While Britain chose Churchill (despite the Daily Mail's annual lament that an implausible percentage of the population think he was the nodding dog off the adverts), and Russians (as announced yesterday) opted for Braveheart-esque folk hero Alexander Nevsky, the various global versions of the BBC's Great Britons have turned up some interesting results.
As you might expect, France picked De Gaulle, Germans chose Adenauer (after having been expressly forbidden to nominate Nazis) and South Africa voted for Mandela, but the Portuguese version was won overwhelmingly, and rather disturbingly, by former military dictator Antonio Salazar. Spain's version was servile, selecting the current king above Cervantes and Columbus, and voting both his wife and son into the top 10 for good measure.

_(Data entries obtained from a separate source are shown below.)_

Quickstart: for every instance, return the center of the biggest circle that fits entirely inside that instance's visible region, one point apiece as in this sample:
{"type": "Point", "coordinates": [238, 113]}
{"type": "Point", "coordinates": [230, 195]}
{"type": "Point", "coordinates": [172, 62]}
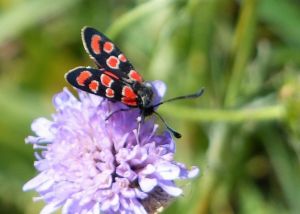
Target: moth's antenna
{"type": "Point", "coordinates": [189, 96]}
{"type": "Point", "coordinates": [119, 110]}
{"type": "Point", "coordinates": [175, 134]}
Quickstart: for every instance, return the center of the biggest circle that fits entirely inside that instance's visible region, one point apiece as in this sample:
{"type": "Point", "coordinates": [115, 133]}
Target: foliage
{"type": "Point", "coordinates": [244, 132]}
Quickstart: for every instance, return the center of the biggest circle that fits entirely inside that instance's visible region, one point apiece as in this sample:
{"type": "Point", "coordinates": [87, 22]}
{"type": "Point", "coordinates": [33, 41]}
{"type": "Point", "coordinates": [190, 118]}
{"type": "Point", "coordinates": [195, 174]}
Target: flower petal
{"type": "Point", "coordinates": [170, 188]}
{"type": "Point", "coordinates": [147, 184]}
{"type": "Point", "coordinates": [167, 171]}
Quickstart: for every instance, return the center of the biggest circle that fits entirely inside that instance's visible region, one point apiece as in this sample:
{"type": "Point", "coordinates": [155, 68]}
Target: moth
{"type": "Point", "coordinates": [115, 78]}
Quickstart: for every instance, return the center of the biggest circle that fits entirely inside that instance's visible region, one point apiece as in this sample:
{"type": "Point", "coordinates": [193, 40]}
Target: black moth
{"type": "Point", "coordinates": [115, 78]}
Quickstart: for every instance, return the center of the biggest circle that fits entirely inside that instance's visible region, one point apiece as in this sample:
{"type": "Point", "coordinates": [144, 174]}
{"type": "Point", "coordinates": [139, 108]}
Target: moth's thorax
{"type": "Point", "coordinates": [145, 94]}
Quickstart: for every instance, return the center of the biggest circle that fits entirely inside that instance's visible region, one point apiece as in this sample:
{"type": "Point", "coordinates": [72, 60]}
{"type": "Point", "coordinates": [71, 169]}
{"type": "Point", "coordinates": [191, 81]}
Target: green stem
{"type": "Point", "coordinates": [242, 46]}
{"type": "Point", "coordinates": [215, 115]}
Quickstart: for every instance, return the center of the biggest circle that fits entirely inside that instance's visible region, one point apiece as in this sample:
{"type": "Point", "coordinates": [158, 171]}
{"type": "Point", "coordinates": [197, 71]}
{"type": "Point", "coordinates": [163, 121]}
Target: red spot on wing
{"type": "Point", "coordinates": [106, 80]}
{"type": "Point", "coordinates": [113, 62]}
{"type": "Point", "coordinates": [95, 44]}
{"type": "Point", "coordinates": [134, 75]}
{"type": "Point", "coordinates": [111, 74]}
{"type": "Point", "coordinates": [82, 77]}
{"type": "Point", "coordinates": [128, 101]}
{"type": "Point", "coordinates": [93, 86]}
{"type": "Point", "coordinates": [128, 93]}
{"type": "Point", "coordinates": [108, 47]}
{"type": "Point", "coordinates": [122, 58]}
{"type": "Point", "coordinates": [110, 93]}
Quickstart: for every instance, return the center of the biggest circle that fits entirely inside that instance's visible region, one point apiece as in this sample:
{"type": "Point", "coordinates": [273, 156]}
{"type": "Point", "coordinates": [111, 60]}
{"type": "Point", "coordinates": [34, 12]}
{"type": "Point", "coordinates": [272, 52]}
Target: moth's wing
{"type": "Point", "coordinates": [102, 83]}
{"type": "Point", "coordinates": [107, 55]}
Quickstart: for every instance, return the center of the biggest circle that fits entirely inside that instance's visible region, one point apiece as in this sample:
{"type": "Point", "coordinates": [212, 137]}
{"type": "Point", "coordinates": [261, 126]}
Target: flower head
{"type": "Point", "coordinates": [88, 164]}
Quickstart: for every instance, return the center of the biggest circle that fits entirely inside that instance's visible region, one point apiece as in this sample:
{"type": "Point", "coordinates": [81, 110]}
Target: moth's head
{"type": "Point", "coordinates": [145, 94]}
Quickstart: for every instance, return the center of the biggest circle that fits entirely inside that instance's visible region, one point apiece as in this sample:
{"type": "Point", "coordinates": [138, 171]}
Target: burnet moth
{"type": "Point", "coordinates": [115, 78]}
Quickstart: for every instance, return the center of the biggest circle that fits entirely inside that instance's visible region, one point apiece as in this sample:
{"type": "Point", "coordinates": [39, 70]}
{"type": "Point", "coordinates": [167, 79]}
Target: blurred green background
{"type": "Point", "coordinates": [243, 133]}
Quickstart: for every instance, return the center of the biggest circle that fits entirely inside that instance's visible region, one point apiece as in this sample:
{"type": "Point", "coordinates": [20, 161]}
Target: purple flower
{"type": "Point", "coordinates": [89, 165]}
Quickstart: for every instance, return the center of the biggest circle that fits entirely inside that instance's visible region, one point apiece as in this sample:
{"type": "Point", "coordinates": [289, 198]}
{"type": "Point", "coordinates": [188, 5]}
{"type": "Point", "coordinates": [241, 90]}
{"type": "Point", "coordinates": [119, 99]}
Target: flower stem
{"type": "Point", "coordinates": [235, 116]}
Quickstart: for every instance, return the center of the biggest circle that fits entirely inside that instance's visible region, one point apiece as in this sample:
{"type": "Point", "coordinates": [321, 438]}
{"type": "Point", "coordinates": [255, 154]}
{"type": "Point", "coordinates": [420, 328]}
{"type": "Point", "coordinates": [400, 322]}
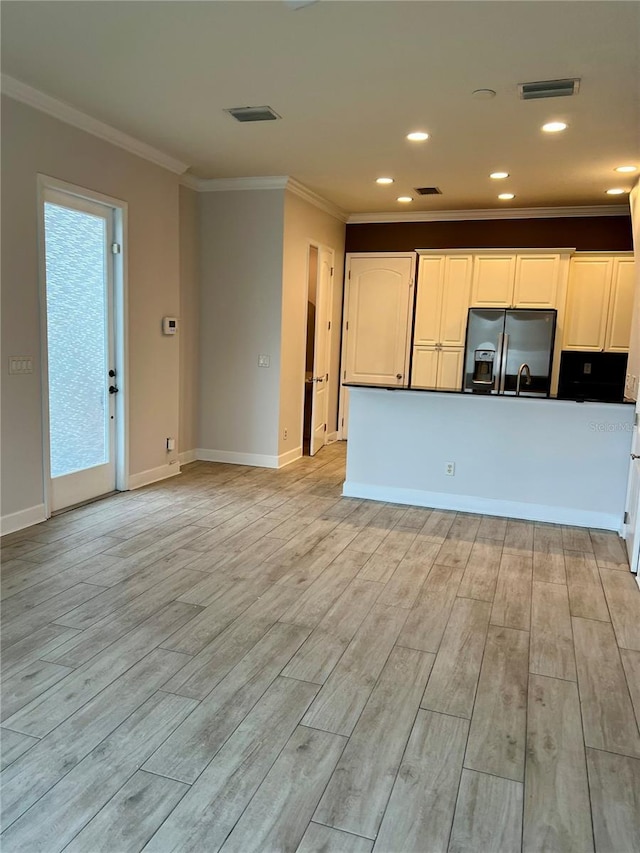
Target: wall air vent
{"type": "Point", "coordinates": [253, 113]}
{"type": "Point", "coordinates": [549, 89]}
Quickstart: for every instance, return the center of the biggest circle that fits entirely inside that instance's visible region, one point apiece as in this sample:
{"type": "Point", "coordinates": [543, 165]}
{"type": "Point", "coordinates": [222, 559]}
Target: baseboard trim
{"type": "Point", "coordinates": [484, 506]}
{"type": "Point", "coordinates": [289, 457]}
{"type": "Point", "coordinates": [232, 457]}
{"type": "Point", "coordinates": [153, 475]}
{"type": "Point", "coordinates": [23, 518]}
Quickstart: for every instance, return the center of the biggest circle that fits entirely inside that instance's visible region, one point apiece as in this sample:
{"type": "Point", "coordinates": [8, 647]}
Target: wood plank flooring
{"type": "Point", "coordinates": [240, 659]}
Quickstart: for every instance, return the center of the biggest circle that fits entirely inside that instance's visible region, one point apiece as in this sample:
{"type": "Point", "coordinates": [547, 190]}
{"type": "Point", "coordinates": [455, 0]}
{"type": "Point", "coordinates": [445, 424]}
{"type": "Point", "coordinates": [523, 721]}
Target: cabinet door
{"type": "Point", "coordinates": [450, 368]}
{"type": "Point", "coordinates": [428, 300]}
{"type": "Point", "coordinates": [620, 305]}
{"type": "Point", "coordinates": [585, 319]}
{"type": "Point", "coordinates": [456, 291]}
{"type": "Point", "coordinates": [493, 281]}
{"type": "Point", "coordinates": [536, 282]}
{"type": "Point", "coordinates": [378, 304]}
{"type": "Point", "coordinates": [424, 370]}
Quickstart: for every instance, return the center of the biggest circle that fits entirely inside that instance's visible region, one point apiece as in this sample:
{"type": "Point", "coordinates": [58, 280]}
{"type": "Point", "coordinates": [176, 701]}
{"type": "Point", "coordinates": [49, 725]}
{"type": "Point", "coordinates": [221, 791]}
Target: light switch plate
{"type": "Point", "coordinates": [20, 364]}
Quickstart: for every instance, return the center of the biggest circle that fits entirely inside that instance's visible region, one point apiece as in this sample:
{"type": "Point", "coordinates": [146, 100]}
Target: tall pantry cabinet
{"type": "Point", "coordinates": [444, 286]}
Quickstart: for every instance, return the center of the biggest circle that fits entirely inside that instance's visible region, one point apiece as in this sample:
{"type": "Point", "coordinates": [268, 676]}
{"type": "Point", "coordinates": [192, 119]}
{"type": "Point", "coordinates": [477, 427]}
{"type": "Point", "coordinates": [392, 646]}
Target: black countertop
{"type": "Point", "coordinates": [524, 395]}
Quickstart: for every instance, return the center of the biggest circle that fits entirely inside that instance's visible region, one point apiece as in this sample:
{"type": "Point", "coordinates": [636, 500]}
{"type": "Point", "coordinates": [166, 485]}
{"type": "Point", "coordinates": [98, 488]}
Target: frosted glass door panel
{"type": "Point", "coordinates": [77, 328]}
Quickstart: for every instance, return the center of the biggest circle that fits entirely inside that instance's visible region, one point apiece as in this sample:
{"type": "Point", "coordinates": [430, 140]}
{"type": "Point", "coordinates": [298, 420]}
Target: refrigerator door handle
{"type": "Point", "coordinates": [498, 373]}
{"type": "Point", "coordinates": [503, 362]}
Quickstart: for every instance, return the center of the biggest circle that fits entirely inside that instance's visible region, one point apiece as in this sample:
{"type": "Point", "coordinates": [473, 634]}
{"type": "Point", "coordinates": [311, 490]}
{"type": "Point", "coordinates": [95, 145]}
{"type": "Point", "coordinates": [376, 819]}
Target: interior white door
{"type": "Point", "coordinates": [78, 235]}
{"type": "Point", "coordinates": [631, 531]}
{"type": "Point", "coordinates": [379, 299]}
{"type": "Point", "coordinates": [321, 352]}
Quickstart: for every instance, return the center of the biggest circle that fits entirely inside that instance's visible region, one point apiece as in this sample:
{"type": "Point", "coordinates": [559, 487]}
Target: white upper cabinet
{"type": "Point", "coordinates": [444, 283]}
{"type": "Point", "coordinates": [378, 303]}
{"type": "Point", "coordinates": [519, 280]}
{"type": "Point", "coordinates": [493, 277]}
{"type": "Point", "coordinates": [599, 303]}
{"type": "Point", "coordinates": [455, 300]}
{"type": "Point", "coordinates": [536, 281]}
{"type": "Point", "coordinates": [618, 334]}
{"type": "Point", "coordinates": [429, 300]}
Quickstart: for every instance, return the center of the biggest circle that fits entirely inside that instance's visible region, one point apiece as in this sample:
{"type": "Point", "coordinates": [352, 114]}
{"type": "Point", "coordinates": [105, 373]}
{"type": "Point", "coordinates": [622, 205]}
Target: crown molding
{"type": "Point", "coordinates": [512, 213]}
{"type": "Point", "coordinates": [316, 200]}
{"type": "Point", "coordinates": [273, 182]}
{"type": "Point", "coordinates": [70, 115]}
{"type": "Point", "coordinates": [219, 185]}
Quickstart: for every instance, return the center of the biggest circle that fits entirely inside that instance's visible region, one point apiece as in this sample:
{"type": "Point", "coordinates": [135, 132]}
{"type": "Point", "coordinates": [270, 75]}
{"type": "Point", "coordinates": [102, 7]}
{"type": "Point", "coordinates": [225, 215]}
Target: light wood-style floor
{"type": "Point", "coordinates": [239, 659]}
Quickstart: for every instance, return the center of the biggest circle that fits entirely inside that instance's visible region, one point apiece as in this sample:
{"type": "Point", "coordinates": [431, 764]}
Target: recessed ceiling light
{"type": "Point", "coordinates": [554, 126]}
{"type": "Point", "coordinates": [483, 94]}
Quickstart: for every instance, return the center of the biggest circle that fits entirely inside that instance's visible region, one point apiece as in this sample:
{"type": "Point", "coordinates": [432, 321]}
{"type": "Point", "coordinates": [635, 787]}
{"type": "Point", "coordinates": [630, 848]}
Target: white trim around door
{"type": "Point", "coordinates": [114, 212]}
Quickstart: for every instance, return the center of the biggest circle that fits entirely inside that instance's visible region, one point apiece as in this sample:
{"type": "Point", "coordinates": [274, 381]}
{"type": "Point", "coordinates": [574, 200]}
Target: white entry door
{"type": "Point", "coordinates": [321, 352]}
{"type": "Point", "coordinates": [378, 307]}
{"type": "Point", "coordinates": [82, 380]}
{"type": "Point", "coordinates": [377, 315]}
{"type": "Point", "coordinates": [632, 517]}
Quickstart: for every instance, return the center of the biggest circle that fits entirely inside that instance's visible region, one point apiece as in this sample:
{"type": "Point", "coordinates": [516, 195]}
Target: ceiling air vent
{"type": "Point", "coordinates": [549, 89]}
{"type": "Point", "coordinates": [253, 113]}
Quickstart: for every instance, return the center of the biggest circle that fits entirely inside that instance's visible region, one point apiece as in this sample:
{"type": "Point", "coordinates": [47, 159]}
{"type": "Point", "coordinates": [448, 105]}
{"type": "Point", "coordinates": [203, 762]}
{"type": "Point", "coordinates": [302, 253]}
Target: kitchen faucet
{"type": "Point", "coordinates": [524, 368]}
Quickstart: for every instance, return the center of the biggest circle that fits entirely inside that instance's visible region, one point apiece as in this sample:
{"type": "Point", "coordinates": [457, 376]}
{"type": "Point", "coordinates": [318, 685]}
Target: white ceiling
{"type": "Point", "coordinates": [350, 79]}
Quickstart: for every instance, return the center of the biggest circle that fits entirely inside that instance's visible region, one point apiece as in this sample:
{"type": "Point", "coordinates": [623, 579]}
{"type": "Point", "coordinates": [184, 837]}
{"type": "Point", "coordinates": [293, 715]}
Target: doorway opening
{"type": "Point", "coordinates": [82, 305]}
{"type": "Point", "coordinates": [318, 348]}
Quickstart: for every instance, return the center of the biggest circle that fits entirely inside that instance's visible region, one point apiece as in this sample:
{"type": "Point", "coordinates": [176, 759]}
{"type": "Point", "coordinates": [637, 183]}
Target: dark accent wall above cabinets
{"type": "Point", "coordinates": [586, 234]}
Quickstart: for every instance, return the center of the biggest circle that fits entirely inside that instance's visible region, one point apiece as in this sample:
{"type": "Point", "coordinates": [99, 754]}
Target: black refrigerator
{"type": "Point", "coordinates": [509, 351]}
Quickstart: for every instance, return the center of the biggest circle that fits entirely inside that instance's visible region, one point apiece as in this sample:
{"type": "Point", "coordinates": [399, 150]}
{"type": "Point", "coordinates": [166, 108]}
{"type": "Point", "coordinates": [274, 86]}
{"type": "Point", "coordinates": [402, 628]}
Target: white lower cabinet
{"type": "Point", "coordinates": [437, 367]}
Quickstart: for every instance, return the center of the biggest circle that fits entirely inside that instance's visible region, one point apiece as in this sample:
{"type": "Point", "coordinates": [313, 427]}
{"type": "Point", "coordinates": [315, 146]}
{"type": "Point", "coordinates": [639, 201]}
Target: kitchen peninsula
{"type": "Point", "coordinates": [539, 459]}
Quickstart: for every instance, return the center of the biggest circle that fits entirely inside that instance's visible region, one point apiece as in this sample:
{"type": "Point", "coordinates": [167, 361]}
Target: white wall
{"type": "Point", "coordinates": [305, 223]}
{"type": "Point", "coordinates": [241, 237]}
{"type": "Point", "coordinates": [189, 323]}
{"type": "Point", "coordinates": [543, 460]}
{"type": "Point", "coordinates": [33, 142]}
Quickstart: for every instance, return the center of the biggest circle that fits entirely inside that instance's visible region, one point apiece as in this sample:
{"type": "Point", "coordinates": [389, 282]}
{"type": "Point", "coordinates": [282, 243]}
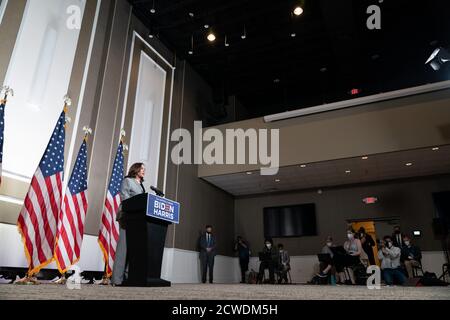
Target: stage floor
{"type": "Point", "coordinates": [222, 292]}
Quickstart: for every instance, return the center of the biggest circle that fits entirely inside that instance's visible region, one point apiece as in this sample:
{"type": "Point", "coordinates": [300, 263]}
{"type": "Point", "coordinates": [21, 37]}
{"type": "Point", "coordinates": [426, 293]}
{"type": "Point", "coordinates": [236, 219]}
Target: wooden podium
{"type": "Point", "coordinates": [146, 237]}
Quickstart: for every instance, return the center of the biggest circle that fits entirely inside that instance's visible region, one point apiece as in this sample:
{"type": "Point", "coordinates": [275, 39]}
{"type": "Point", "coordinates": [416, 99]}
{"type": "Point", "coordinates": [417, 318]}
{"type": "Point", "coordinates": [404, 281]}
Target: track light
{"type": "Point", "coordinates": [191, 50]}
{"type": "Point", "coordinates": [244, 34]}
{"type": "Point", "coordinates": [298, 11]}
{"type": "Point", "coordinates": [211, 36]}
{"type": "Point", "coordinates": [151, 34]}
{"type": "Point", "coordinates": [438, 58]}
{"type": "Point", "coordinates": [153, 9]}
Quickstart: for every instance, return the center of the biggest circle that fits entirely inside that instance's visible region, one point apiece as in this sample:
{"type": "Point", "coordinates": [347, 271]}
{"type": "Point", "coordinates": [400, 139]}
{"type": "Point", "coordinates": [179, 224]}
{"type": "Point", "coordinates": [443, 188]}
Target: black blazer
{"type": "Point", "coordinates": [395, 241]}
{"type": "Point", "coordinates": [204, 244]}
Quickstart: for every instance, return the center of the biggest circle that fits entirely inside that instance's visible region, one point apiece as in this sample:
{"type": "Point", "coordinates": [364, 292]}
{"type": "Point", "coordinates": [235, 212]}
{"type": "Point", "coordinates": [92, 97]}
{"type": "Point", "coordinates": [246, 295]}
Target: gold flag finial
{"type": "Point", "coordinates": [87, 132]}
{"type": "Point", "coordinates": [6, 90]}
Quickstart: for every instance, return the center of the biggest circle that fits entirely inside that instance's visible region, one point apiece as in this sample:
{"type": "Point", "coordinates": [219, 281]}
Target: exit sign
{"type": "Point", "coordinates": [370, 200]}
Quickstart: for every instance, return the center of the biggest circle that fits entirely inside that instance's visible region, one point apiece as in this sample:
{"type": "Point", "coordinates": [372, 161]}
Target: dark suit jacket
{"type": "Point", "coordinates": [204, 245]}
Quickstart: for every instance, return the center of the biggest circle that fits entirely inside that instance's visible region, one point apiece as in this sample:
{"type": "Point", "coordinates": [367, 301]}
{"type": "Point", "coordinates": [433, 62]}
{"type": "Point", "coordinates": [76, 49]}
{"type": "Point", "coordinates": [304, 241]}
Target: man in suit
{"type": "Point", "coordinates": [283, 264]}
{"type": "Point", "coordinates": [397, 237]}
{"type": "Point", "coordinates": [411, 256]}
{"type": "Point", "coordinates": [207, 253]}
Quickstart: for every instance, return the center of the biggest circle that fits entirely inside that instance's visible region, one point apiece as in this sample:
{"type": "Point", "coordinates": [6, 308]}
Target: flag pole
{"type": "Point", "coordinates": [29, 277]}
{"type": "Point", "coordinates": [106, 280]}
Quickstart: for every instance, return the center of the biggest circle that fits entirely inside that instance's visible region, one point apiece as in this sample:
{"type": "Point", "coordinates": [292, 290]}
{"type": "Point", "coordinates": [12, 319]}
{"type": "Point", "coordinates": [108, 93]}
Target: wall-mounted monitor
{"type": "Point", "coordinates": [290, 221]}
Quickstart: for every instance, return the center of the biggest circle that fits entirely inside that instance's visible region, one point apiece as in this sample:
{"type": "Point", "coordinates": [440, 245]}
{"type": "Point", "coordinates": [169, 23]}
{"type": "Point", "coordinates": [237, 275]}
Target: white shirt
{"type": "Point", "coordinates": [390, 260]}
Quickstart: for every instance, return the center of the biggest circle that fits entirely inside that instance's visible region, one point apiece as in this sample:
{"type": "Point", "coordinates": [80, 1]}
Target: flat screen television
{"type": "Point", "coordinates": [290, 221]}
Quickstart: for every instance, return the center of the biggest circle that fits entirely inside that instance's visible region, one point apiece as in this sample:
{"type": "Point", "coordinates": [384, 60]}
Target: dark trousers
{"type": "Point", "coordinates": [267, 265]}
{"type": "Point", "coordinates": [207, 263]}
{"type": "Point", "coordinates": [243, 262]}
{"type": "Point", "coordinates": [392, 276]}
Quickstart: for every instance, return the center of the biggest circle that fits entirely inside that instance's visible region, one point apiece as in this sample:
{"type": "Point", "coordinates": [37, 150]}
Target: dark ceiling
{"type": "Point", "coordinates": [333, 50]}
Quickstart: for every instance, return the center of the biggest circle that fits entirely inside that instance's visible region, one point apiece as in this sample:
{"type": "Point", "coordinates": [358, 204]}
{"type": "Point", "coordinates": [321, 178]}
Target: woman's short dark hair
{"type": "Point", "coordinates": [134, 170]}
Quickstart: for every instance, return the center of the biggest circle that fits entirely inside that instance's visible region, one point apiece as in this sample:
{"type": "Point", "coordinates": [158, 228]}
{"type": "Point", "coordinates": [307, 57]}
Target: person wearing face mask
{"type": "Point", "coordinates": [327, 267]}
{"type": "Point", "coordinates": [207, 253]}
{"type": "Point", "coordinates": [269, 259]}
{"type": "Point", "coordinates": [367, 243]}
{"type": "Point", "coordinates": [411, 256]}
{"type": "Point", "coordinates": [389, 256]}
{"type": "Point", "coordinates": [283, 264]}
{"type": "Point", "coordinates": [354, 251]}
{"type": "Point", "coordinates": [132, 185]}
{"type": "Point", "coordinates": [397, 237]}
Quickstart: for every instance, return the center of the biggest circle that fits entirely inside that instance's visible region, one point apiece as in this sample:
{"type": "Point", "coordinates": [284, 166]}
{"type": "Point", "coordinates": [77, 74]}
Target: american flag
{"type": "Point", "coordinates": [2, 129]}
{"type": "Point", "coordinates": [73, 213]}
{"type": "Point", "coordinates": [109, 230]}
{"type": "Point", "coordinates": [38, 218]}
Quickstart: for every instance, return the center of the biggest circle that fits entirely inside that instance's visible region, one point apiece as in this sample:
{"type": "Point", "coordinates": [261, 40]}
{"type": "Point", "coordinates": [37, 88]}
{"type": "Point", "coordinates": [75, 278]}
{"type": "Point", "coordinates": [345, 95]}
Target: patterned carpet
{"type": "Point", "coordinates": [221, 292]}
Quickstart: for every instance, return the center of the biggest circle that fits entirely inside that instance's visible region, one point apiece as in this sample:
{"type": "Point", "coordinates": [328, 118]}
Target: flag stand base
{"type": "Point", "coordinates": [27, 280]}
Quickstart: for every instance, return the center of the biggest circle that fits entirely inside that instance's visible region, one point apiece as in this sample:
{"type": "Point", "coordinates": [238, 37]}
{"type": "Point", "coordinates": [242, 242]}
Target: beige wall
{"type": "Point", "coordinates": [410, 200]}
{"type": "Point", "coordinates": [402, 124]}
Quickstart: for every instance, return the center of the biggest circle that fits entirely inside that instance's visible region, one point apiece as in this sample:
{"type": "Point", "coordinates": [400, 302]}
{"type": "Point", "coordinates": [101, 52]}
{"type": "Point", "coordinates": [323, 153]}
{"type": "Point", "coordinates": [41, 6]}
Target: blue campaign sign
{"type": "Point", "coordinates": [163, 209]}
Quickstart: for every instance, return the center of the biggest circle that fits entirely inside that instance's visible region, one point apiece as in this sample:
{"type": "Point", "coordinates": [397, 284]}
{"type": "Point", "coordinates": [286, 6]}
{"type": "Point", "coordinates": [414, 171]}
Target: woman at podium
{"type": "Point", "coordinates": [132, 185]}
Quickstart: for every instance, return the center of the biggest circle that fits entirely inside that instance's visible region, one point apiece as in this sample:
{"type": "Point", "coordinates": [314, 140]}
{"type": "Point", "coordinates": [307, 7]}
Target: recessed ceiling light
{"type": "Point", "coordinates": [211, 37]}
{"type": "Point", "coordinates": [298, 11]}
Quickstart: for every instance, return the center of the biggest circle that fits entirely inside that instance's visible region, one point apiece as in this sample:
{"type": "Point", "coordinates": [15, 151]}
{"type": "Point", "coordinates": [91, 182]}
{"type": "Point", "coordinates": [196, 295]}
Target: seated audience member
{"type": "Point", "coordinates": [283, 264]}
{"type": "Point", "coordinates": [327, 267]}
{"type": "Point", "coordinates": [367, 244]}
{"type": "Point", "coordinates": [389, 256]}
{"type": "Point", "coordinates": [411, 256]}
{"type": "Point", "coordinates": [269, 260]}
{"type": "Point", "coordinates": [354, 251]}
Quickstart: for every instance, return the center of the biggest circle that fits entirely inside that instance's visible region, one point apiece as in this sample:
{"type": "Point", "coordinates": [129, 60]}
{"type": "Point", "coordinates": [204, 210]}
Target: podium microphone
{"type": "Point", "coordinates": [157, 191]}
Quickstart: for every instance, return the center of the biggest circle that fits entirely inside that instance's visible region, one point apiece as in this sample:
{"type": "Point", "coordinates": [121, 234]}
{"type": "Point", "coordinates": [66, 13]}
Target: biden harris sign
{"type": "Point", "coordinates": [163, 209]}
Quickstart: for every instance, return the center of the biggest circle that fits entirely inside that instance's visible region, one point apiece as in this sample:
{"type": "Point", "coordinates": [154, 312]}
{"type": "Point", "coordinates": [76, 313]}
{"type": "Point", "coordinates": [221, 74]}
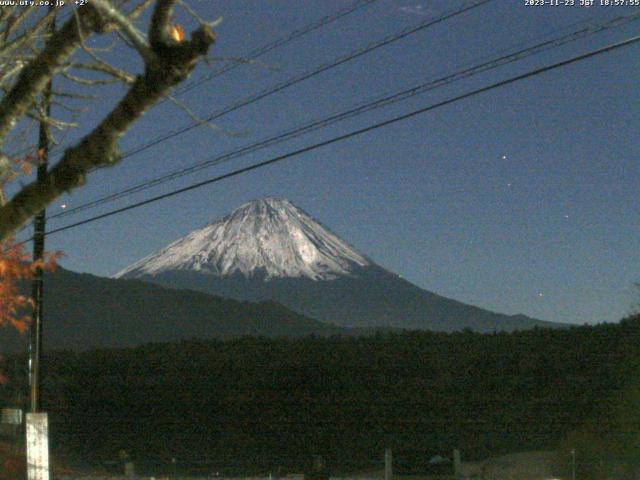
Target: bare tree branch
{"type": "Point", "coordinates": [126, 28]}
{"type": "Point", "coordinates": [36, 74]}
{"type": "Point", "coordinates": [170, 64]}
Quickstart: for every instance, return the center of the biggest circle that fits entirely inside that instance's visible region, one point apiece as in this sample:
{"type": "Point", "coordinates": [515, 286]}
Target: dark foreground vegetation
{"type": "Point", "coordinates": [251, 405]}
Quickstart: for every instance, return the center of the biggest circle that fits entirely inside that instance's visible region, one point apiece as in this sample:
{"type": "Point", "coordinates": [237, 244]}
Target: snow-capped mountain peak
{"type": "Point", "coordinates": [270, 236]}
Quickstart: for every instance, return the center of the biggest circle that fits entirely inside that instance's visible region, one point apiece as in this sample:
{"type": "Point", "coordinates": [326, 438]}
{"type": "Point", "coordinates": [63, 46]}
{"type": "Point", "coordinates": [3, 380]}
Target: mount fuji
{"type": "Point", "coordinates": [269, 249]}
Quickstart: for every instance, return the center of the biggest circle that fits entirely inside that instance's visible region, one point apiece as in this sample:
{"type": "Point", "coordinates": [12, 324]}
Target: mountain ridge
{"type": "Point", "coordinates": [321, 276]}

As a sign that the public can't always be trusted, Romanians voted Vlad the Impaler into 12th, 2 places behind adolescent gymnast Nadia Comaneci. New Zealand predictably struggled to find 100 people to fill the list, topped by Ernest Rutherford. Russell Crowe ranked 100th, beaten by a pioneer of bungy jumping, a safe sex campaigner and the man who invented jogging.
The last word on these fascinating and bizarre personality contests: In the results for The Greatest American, Thomas Jefferson came 12th. 6 places above him - George W. Bush.